Starting and running Airbnb for the past four months has given me a new appreciation for how much work short-term rentals are, even when someone else manages them. It also made me appreciate how good Airbnb is as a traveler – walk in, use it for a few days, pay and leave without the headache.
9% in cash.
I like having a cushion, especially when the markets are at all-time highs. Half of that is earmarked for a “big bet” fund – waiting for one or two highly compelling opportunities where I can bet meaningfully. We are looking for them in 2026.
Less than 1% of private investment.
Three small bets on founders I trust: IntelliGems, Postpilot, and Kanpai Foods. All three have built great companies.
I haven’t put a lot of money into working on the private side. It’s interesting when you have domain expertise and get opportunities with people you trust, but it’s a small part of the overall portfolio.
Two sales this year
Tesla.

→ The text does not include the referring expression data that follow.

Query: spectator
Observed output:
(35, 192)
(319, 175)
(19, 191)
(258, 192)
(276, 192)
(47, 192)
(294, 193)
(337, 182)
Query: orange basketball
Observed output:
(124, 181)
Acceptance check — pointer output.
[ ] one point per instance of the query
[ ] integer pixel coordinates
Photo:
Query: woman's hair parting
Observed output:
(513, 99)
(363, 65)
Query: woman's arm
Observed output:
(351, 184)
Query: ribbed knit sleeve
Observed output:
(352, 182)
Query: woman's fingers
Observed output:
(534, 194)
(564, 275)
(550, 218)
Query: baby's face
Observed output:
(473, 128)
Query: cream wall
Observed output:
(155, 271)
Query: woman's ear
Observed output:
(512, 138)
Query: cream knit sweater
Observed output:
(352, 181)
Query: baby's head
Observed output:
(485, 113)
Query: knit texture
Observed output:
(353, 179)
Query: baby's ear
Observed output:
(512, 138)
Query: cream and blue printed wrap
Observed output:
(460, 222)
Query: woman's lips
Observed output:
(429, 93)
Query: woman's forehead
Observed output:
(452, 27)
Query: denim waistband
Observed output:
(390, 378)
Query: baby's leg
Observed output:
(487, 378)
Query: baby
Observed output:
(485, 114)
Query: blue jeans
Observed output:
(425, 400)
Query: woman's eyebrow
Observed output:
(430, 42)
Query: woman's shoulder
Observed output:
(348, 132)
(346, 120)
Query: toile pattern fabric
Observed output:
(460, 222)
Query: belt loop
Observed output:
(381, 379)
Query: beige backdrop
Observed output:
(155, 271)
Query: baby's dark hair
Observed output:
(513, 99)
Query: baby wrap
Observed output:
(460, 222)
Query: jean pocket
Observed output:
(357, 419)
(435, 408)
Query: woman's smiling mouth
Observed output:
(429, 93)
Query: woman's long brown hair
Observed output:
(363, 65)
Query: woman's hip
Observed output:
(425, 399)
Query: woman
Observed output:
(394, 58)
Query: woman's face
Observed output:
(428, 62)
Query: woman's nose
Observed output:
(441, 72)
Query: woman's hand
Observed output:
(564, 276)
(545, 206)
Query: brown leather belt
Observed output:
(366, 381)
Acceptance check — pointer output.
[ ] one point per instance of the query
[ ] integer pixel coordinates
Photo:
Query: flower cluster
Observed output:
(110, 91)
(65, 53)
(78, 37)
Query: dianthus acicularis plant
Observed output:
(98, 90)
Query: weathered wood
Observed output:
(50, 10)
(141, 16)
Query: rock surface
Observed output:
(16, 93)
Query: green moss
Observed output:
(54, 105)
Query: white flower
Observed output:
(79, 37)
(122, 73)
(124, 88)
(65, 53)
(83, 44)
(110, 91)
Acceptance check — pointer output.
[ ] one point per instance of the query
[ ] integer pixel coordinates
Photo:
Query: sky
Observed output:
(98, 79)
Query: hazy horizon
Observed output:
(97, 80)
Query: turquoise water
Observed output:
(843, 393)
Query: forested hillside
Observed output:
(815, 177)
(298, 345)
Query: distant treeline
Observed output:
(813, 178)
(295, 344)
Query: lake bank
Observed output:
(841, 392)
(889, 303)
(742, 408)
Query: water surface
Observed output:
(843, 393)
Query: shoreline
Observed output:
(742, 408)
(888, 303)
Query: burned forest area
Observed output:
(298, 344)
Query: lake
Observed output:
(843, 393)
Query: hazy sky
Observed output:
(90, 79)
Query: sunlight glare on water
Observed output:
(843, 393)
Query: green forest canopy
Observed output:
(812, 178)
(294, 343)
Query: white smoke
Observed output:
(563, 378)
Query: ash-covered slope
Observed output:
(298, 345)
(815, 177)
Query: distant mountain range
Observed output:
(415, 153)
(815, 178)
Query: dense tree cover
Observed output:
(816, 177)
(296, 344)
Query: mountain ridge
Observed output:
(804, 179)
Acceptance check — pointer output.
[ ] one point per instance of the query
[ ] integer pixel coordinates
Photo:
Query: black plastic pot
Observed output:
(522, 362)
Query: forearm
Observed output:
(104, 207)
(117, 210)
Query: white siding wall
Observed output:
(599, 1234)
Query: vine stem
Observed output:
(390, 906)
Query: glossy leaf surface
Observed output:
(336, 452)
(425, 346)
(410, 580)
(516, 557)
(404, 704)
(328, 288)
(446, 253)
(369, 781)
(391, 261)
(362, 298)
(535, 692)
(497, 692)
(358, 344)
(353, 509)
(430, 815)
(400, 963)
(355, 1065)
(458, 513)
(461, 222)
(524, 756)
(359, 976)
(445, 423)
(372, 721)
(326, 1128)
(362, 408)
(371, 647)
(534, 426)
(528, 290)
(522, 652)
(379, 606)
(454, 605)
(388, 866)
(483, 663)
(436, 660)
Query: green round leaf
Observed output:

I kept the Tesla for about four years. Good run. But I sold this year for several reasons.
My original thesis was the product – the car was so good and people were so happy with it. But the company appears to be shifting from a car company to a big bet on robotics, self-driving and automated taxis. Not that it didn’t work, but my original thesis changed and I didn’t do my homework to evaluate if the other stuff was worth a trillion plus valuation.
The key man risk also increases with Elon. He’s aged, worked insanely hard all his life, and spreads across many societies. This risk increases every year.
At a trillion plus value, my original thesis changed, I felt it was a good time to leave.
Airbnb. This was one of my worst decisions in recent memory. I made a stupid investment – I heard someone recommend it and bought it because I wasn’t sure what else to do with the money. A classic mistake.
I held it for six to twelve months, broke and sold. After starting my own Airbnb this year, I realized that I’m not as optimistic about the company as I thought. They’re not terrible, but they’ve lacked growth for years and I’m not sure what’s the catalyst for the change.
Biggest lesson: don’t bet 5 out of 10 beliefs on individual stocks. If you don’t have high conviction, put it in an index fund.

That’s the baseline
At the end of the year I will report how it did against the S&P.